Но дома, на свободе, без прикрас и эффектов обдуманного туалета, в строгом траурном платье, она теперь появилась такою, какою была на самом деле, то есть слишком даже рано поблекшей девушкой. Ее несколько лет тому назад ослепительный цвет лица принял теперь желтоватый оттенок, щеки были бледны, на лбу и вокруг глаз уже образовались тоненькие нити морщинок, делавшиеся совсем заметными, когда она оживленно говорила или смеялась. Поэтому она, изучившая свое лицо до мельчайших подробностей и давно уже приходящая в ужас от этих морщинок, всеми силами старалась не смеяться и не оживляться, одним словом, ни при каких обстоятельствах не забывать о своем лице. Она уже робко и осторожно, под величайшим секретом от всех, стала даже прибегать к некоторым косметикам, к каким-то средствам вроде lait de beautе[12 - Косметического молочка (фр.).], от которых тщетно ждала помощи.
Уходящая, и так бессовестно рано, так предательски быстро, молодость – это было теперь несчастье ее жизни. Несчастье для нее настоящее, доставлявшее ей много никому не ведомых страданий. Да, она считала себя глубоко несчастной, жестоко обиженной судьбою и людьми, не умевшими понять и оценить ее.
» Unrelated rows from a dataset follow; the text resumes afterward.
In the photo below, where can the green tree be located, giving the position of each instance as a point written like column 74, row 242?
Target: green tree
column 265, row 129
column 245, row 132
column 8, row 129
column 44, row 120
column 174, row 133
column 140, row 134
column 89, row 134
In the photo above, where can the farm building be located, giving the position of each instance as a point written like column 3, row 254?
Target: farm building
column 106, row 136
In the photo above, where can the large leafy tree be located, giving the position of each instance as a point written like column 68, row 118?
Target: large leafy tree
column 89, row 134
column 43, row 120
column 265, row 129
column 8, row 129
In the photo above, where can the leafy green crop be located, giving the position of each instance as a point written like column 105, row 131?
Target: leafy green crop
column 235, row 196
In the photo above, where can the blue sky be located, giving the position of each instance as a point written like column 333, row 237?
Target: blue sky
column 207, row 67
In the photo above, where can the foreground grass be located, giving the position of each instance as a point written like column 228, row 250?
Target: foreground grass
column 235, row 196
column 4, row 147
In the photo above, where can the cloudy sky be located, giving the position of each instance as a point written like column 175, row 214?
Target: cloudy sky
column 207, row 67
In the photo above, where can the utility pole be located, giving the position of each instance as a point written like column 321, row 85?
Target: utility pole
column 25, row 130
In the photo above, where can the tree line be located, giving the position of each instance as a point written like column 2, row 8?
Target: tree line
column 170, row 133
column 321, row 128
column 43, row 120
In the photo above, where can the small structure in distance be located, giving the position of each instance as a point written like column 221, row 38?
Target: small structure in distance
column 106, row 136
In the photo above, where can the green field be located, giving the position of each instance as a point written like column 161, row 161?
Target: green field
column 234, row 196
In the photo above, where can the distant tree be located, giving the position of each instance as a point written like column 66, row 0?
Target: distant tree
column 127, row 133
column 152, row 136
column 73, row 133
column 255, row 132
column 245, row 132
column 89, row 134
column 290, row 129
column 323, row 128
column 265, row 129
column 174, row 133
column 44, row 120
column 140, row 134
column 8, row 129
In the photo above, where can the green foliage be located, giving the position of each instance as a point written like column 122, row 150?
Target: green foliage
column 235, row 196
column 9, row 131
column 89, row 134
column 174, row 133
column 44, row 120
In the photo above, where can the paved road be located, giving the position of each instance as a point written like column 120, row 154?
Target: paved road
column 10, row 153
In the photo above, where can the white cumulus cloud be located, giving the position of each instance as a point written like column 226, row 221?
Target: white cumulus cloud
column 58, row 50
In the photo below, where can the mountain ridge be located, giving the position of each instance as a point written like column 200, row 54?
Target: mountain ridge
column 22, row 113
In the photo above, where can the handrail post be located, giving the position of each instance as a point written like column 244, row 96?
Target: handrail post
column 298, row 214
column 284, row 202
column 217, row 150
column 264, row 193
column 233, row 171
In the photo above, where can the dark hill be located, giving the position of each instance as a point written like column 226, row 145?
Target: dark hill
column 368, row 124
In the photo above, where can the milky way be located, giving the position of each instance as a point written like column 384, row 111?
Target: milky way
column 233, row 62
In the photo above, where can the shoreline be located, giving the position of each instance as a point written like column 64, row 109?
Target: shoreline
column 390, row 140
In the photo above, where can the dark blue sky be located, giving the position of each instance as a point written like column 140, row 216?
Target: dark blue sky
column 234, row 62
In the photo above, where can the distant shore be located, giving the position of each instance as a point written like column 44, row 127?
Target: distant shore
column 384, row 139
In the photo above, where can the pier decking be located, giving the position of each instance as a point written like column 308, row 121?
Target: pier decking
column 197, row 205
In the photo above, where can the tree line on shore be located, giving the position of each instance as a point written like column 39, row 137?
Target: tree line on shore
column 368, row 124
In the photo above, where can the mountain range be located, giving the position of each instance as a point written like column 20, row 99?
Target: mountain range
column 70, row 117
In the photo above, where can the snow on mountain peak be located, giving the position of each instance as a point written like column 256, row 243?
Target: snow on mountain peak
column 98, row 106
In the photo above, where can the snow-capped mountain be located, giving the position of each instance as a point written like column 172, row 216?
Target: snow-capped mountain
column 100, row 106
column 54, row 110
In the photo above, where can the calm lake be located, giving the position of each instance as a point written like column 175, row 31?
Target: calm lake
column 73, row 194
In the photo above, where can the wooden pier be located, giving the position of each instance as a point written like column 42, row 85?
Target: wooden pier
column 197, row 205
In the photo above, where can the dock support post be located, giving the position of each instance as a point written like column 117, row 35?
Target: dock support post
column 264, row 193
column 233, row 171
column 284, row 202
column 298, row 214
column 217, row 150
Она искренне чувствовала, что общество страшно виновато перед нею, что она загубила себя в низменной среде.
Прежде всего, конечно, виноваты были родные, начиная с отца, которого, – она даже и не скрывала это, – она и презирала, и почти ненавидела. Виноват был и покойный дедушка, и Клавдия Николаевна, и все, все без исключения. Между тем, если бы спросить ее, в чем именно заключалась их вина, она, конечно, не могла бы ответить.
По семейным обстоятельствам она большее время своей жизни прожила в Москве, но каждое лето уезжала за границу. Две зимы она провеселилась в Петербурге, где для нее строгая отшельница, Марья Александровна Горбатова, даже изменила своим привычкам и сделала все, чтобы доставить удовольствие племяннице. Она отдалась в ее распоряжение и вывозила ее всюду.
У Софьи Сергеевны была одна заветная мечта – и мечта эта осуществилась – ее пожаловали фрейлиной к государыне. Она появлялась на всех придворных балах и собраниях. Но опять-таки это ни к чему не привело. На третью зиму она уже не поехала в Петербург, чувствуя себя почему-то и там оскорбленной всеми. И она почла бы клеветником того человека, который сказал бы ей, что сама она виновата в своей неудаче. Она держала себя так гордо и в то же время при всяком удобном и неудобном даже случае так злословила, так чванилась, что все те, кто сначала заинтересовался было ею, скоро от нее совсем отстали.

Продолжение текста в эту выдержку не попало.